Nur kurz verweilte die Diskussion bei dieser Art von "Ursachenforschung" - schließlich ging es um Lösungen. Wie kann man die bildungsfernen Schichten erreichen, diese Frage brachte Krista
Sager mehrfach auf. Bei der Antwort gab es einen gemeinsamen Ansatz von Bueb und Sager: In der Ganztagsschule liegt großes Potential. Denn wenn die Lehrer ihre Schüler in der Freizeit auch
einmal von einer ganz anderen Seite kennen lernen, können sie positive Seiten fördern. "Kein Schüler ist verloren, an den ein Lehrer glaubt", sagte Bueb, der in seiner 25jährigen
Tätigkeit in Salem auf gemeinsame Unternehmungen und praktische "Erlebnispädagogik" gesetzt hat. Und noch einmal Einigkeit zwischen Bueb und Sager - das dreigliedrige Schulsystem mit seiner
frühen Festlegung auf Gymnasium, Real- oder Hauptschule soll reformiert werden.
Ausführlich ging es um eine lange verkannte "Problemgruppe" - nämlich die männliche Hälfte der Schülerschaft. Die "Jungs" seien oft überfordert, berichteten beide
Erziehungsexperten.

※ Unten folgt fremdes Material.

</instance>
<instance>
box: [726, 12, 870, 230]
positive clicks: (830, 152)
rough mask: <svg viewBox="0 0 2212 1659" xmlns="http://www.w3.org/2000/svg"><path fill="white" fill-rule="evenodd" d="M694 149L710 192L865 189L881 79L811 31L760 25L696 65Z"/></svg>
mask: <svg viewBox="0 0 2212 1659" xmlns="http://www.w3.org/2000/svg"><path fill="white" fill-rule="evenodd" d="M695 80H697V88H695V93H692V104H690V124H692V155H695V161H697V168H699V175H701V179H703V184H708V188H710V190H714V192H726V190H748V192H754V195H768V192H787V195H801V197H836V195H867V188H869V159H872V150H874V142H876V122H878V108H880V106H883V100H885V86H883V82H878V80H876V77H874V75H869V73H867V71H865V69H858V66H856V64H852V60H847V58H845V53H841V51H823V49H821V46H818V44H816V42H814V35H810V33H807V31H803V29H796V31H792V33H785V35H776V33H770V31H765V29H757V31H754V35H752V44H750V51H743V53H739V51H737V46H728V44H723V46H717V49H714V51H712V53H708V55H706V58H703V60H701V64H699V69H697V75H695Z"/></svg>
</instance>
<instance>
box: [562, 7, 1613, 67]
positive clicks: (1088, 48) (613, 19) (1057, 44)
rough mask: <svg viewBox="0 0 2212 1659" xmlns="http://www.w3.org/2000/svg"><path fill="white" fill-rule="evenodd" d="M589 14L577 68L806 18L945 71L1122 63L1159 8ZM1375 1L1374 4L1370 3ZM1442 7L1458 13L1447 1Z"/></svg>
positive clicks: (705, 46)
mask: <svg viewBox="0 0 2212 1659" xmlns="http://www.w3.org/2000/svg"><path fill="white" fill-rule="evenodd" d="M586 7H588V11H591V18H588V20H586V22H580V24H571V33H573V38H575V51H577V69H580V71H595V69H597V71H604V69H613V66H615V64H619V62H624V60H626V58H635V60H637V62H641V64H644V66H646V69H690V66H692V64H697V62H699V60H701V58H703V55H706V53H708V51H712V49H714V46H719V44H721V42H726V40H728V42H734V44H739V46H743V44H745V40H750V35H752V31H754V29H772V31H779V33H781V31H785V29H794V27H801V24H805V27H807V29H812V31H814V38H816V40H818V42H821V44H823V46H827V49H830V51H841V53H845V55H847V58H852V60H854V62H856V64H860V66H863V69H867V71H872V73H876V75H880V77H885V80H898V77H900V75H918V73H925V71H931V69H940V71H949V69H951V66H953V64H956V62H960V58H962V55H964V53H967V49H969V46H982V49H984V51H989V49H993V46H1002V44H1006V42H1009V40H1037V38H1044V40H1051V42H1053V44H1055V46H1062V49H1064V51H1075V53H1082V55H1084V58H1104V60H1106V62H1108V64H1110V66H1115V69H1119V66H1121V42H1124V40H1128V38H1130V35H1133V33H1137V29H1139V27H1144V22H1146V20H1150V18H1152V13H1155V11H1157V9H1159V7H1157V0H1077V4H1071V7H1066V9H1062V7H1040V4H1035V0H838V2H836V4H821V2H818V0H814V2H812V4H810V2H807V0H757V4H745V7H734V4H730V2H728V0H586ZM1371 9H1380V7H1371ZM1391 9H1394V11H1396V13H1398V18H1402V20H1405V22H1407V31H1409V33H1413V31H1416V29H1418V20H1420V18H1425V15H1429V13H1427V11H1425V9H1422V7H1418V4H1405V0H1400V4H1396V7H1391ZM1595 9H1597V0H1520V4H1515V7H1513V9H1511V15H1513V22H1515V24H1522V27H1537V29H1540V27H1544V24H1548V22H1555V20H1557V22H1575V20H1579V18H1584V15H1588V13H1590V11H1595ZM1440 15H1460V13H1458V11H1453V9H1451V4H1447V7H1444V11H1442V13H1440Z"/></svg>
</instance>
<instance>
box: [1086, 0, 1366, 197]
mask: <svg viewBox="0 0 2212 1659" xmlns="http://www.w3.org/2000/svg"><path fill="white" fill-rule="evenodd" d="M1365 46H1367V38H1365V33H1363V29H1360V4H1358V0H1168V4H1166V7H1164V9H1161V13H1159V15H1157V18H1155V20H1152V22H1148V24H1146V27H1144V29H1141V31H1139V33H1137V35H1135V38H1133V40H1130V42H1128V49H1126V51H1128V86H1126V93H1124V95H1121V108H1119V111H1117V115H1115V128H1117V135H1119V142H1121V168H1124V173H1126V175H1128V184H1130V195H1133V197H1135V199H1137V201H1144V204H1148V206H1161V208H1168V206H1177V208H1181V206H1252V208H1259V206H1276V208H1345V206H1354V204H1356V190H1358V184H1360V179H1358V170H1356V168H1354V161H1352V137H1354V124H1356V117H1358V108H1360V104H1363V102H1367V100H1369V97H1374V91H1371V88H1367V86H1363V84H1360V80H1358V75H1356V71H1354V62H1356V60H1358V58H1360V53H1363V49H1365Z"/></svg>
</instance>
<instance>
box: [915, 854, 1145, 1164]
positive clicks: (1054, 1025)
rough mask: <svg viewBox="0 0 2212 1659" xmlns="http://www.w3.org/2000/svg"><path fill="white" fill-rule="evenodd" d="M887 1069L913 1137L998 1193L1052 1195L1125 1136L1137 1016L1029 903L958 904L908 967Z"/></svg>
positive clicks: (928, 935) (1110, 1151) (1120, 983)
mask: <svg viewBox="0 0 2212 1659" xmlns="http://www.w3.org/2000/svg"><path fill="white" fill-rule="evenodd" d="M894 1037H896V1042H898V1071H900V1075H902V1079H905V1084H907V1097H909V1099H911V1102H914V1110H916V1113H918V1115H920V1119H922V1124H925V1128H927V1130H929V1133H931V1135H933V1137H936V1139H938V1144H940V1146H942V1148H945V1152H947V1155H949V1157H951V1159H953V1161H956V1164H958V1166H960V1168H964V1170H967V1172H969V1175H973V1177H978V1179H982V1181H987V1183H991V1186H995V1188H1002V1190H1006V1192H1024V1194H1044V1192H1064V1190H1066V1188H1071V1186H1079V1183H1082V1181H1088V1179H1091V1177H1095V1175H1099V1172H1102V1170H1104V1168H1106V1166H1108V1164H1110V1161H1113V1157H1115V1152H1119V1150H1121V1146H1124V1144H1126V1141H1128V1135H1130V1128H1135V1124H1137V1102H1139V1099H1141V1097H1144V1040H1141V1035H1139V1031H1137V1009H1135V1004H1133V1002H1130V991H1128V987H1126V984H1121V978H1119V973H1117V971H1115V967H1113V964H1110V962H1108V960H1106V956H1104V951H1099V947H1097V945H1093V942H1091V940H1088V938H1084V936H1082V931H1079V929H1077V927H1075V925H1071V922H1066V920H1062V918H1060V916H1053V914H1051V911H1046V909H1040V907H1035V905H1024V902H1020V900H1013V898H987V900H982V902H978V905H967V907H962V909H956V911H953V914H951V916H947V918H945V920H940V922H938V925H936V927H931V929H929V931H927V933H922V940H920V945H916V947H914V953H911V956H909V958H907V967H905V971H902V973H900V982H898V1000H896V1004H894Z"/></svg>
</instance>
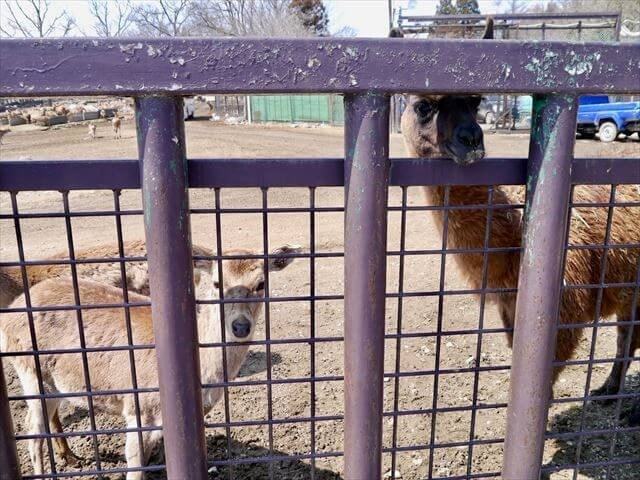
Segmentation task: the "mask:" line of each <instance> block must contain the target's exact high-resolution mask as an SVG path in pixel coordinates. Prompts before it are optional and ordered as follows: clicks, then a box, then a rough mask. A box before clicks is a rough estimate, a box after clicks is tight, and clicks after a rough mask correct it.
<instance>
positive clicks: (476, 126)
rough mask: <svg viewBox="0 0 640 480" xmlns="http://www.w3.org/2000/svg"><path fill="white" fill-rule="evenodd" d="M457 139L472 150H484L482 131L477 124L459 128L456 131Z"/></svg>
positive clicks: (479, 126) (455, 136) (456, 128)
mask: <svg viewBox="0 0 640 480" xmlns="http://www.w3.org/2000/svg"><path fill="white" fill-rule="evenodd" d="M455 139H456V141H457V142H458V143H460V144H461V145H462V146H464V147H465V148H468V149H470V150H484V142H483V135H482V129H481V128H480V126H479V125H478V124H477V123H467V124H464V125H460V126H458V128H456V131H455Z"/></svg>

Adäquater Umgang mit den Gefühlen müsse noch gelernt werden, berichtete Krista Sager, und es sei vor allem für viele Jungen aus Migrantenfamilien sehr
schwierig, wenn sie zunächst verhätschelt und dann, im Schulalter, plötzlich von ihren Vätern mit harten Leistungsanforderungen konfrontiert würden.
Kann und soll die Schule all das nachreichen, was Eltern an Erziehung versäumt haben? "Gemeinschaftserziehung als Ersatz der elterlichen Erziehung, dass Lehrer die Eltern in dieser Aufgabe
ersetzen" sei eigentlich "der schlechteste Fall", so Bueb - der gleichwohl anerkannte, dass viele Familien mit der Erziehung überfordert seien. "Es fehlt ein Konsens über die Erziehung",
berichtete Bueb, viele Eltern und auch Lehrer seien verunsichert, wie sie erziehen sollten, trauten sich kaum, mehr Konsequenz und Strenge zu zeigen.
Dass kleinere Klassen und individuelle Betreuung mithelfen, Kinder in ihren Fähigkeiten zu stärken, war unstrittig auf dem Podium wie auch im Publikum. Doch woher sollen die Mittel kommen?
Bueb belebte die Diskussion mit seinem Vorschlag, das
Kindergeld nicht an die Eltern, sondern an die Schulen weiterzugeben.